AFAIK all goldfish have the potential to grow to 6-12" and live up to 25 years provided they have the minimum 30-45L _per fish_. Anything less and the fish end up stunted which significantly shortens their lifespan...


----------



## mike515 (Sep 12, 2006)

Trillian said:


> AFAIK all goldfish have the potential to grow to 6-12" and live up to 25 years provided they have the minimum 30-45L _per fish_. Anything less and the fish end up stunted which significantly shortens their lifespan...


so a 12" goldfish in 30 litres. hmmm, may want to rethink that theory there


----------



## ip3kid (May 21, 2008)

blackbat67 said:


> no they shouldn't really, it's as simple as that
> 
> although if you like just put a small goldfish in, changed the water regularly, then moved it to a bigger tank when it needs one, there shouldn't be any problems
> 
> IMO


actualy they are now making "Goldfish" Bowl Filters :O


----------



## mike515 (Sep 12, 2006)

ip3kid said:


> actualy they are now making "Goldfish" Bowl Filters :O


so that makes it ok then does it?


----------



## incywincy (Aug 7, 2008)

how hardcore are u m that u can argue 4 goldfish


----------



## mike515 (Sep 12, 2006)

incywincy said:


> how hardcore are u m that u can argue 4 goldfish


 
what? english please lol


----------



## Esfa (Apr 15, 2007)

mike515 said:


> what? english please lol


"How hardcore are you, Mike?
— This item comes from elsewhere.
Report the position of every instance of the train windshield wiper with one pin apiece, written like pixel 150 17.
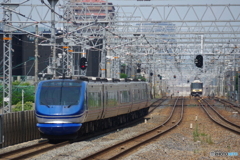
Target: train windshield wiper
pixel 71 104
pixel 45 104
You can argue for goldfish!"

I speak their language. :no1:


----------



## AshMashMash (Oct 28, 2007)

Esfa said:


> "How hardcore are you, Mike? You can argue for goldfish!"
> 
> I speak their language. :no1:


LOLOLOL. "Mike" was shortened to "m". hahahha.


----------



## mike515 (Sep 12, 2006)

Im so hardcore I make mountains look soft lol. grrrrr.


----------



## Trillian (Jul 14, 2008)

mike515 said:


> so a 12" goldfish in 30 litres. hmmm, may want to rethink that theory there


Ok, a 6" goldfish in 45L then...:Na_Na_Na_Na:


----------



## Snakes r grreat (Aug 21, 2006)

If you want to have a general chat about the ways of the world, please do it in off topic. 

Also, please dont make sexual references in this section, of ANY sort!


----------



## AshMashMash (Oct 28, 2007)

Snakes r grreat said:


> If you want to have a general chat about the ways of the world, please do it in off topic.
> 
> Also, please dont make sexual references in this section, of ANY sort!


Oops, my bad. Soz.


----------



## Hedgewitch (Feb 12, 2008)

ash... i would expect no better from you

anyway, yeah, goldfish bowls are unsuitable for anything, too high temp fluctuations amongst other things.

never knew about the growth stunting thing, i feel ashamed about the whole "fish grow to the size of their tank" thing... i thought that was just true untill about a month or 2 ago, and i've been keeping fish for the last 9 years

*shame*


----------



## mike515 (Sep 12, 2006)

Trillian said:


> Ok, a 6" goldfish in 45L then...:Na_Na_Na_Na:


 
yeah still no. I wouldn't keep a 6" fish in anything short of 100l



snakes, what sexual references? I didn't notice any lol


----------